株式会社Gaiaとの戦略的提携に関する基本合意のお知らせ

G-イオレ (23340)

  • Strategic Partnership: IoTeX has agreed to a strategic partnership with Gaia, aiming to collaborate in Digital Asset Treasury (DAT), Digital Asset Lending (DAL), and Digital Asset Management (DAM) areas.
  • Gaia’s Strengths: Gaia brings expertise in crypto asset portfolio construction, high-level execution capabilities, advanced security measures, business implementation skills, and successful DeFi products like ‘Kashikoi’ and ‘LOCKON’.
  • Partnership Goals: IoTeX aims to accelerate DAT accumulation, enhance DAL and DAM revenue generation, and strengthen a one-stop design for acquisition, management, and settlement of crypto assets.
  • Future Prospects: The partnership is expected to contribute positively to IoTeX’s long-term business growth and corporate value enhancement. Detailed impacts on current period earnings are being assessed.
  • No Material Changes Stated: While the announcement highlights future prospects, it does not mention any material changes or revisions to previously stated guidance.

和解による訴訟の解決に関するお知らせ

サカイHD (94460)

  • Lawsuit Settlement: Sakai Holdings (94460) settles lawsuit with four former executives of a subsidiary.
  • Settlement Amount: The former executives will pay ¥6,300,000 as settlement fee.
  • Minor Impact on Business: The settlement has a minor impact on the company’s 2026 Q3 business results.
  • No Further Details: Specific details of the settlement are confidential due to a non-disclosure clause in the agreement.

役員の異動に関するお知らせ

KLASS (62330)

  • Board Changes Announced: KLASS (6233) has announced changes to its board of directors.
  • New Appointments: Nakaki Teru, Yoshiya Kazuhiro, and Ota Moko have been appointed as external auditors (independent).
  • Resignation: Former auditor Sekikawa Masahiro is stepping down.
  • Effective Date: Changes will be effective after the approval at the 77th regular shareholders’ meeting on December 23, 2025.
  • No Impact on Financial Guidance: No mention of changes to financial guidance or expectations.

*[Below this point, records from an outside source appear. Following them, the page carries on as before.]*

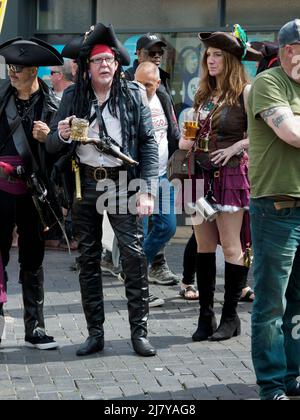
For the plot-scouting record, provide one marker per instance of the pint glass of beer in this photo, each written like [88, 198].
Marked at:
[191, 124]
[79, 129]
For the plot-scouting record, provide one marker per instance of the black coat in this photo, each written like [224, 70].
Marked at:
[50, 106]
[137, 133]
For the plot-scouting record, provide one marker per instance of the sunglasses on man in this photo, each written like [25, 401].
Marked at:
[154, 53]
[15, 68]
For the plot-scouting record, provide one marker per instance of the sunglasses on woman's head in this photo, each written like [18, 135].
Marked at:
[15, 68]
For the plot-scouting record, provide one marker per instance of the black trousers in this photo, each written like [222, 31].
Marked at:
[20, 211]
[129, 232]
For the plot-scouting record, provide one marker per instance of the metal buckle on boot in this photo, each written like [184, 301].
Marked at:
[100, 174]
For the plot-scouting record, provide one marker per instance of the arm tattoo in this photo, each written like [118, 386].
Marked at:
[268, 113]
[277, 121]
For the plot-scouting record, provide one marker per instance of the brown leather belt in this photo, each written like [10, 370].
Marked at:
[8, 178]
[101, 173]
[285, 202]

連結子会社におけるサーバー関連商品の仕入及び販売に関するお知らせ

スターシーズ (30830)

  • New Business Deal: StarSaits’ subsidiary, StarSaitsDigital (SSD), decided to buy and sell server-related products for data centers.
  • Significant Revenue Impact: The deal is expected to generate over $18 million USD in revenue, which is more than 10% of the company’s previous consolidated annual sales.
  • Anonymous Partners: Both the supplier (Japanese computer peripheral manufacturer) and buyer (overseas IT service provider) are not disclosed due to their preferences.
  • No Significant Impact Yet: The impact on StarSaits’ consolidated earnings for the fiscal year ending February 2026 is still being calculated, with no significant influence reported yet.

流動性プロバイダー指定のお知らせ

P-アイテル (444A0)

  • Aitel Corporation (444A0) has designated a liquidity provider for its listing on the Tokyo Stock Exchange’s TOKYO PRO Market.
  • The liquidity provider is Izasa Securities Incorporated, headquartered in Tokyo with President Representative Director, Aizawa Takayuki.
  • This designation was made effective as of November 18, 2025.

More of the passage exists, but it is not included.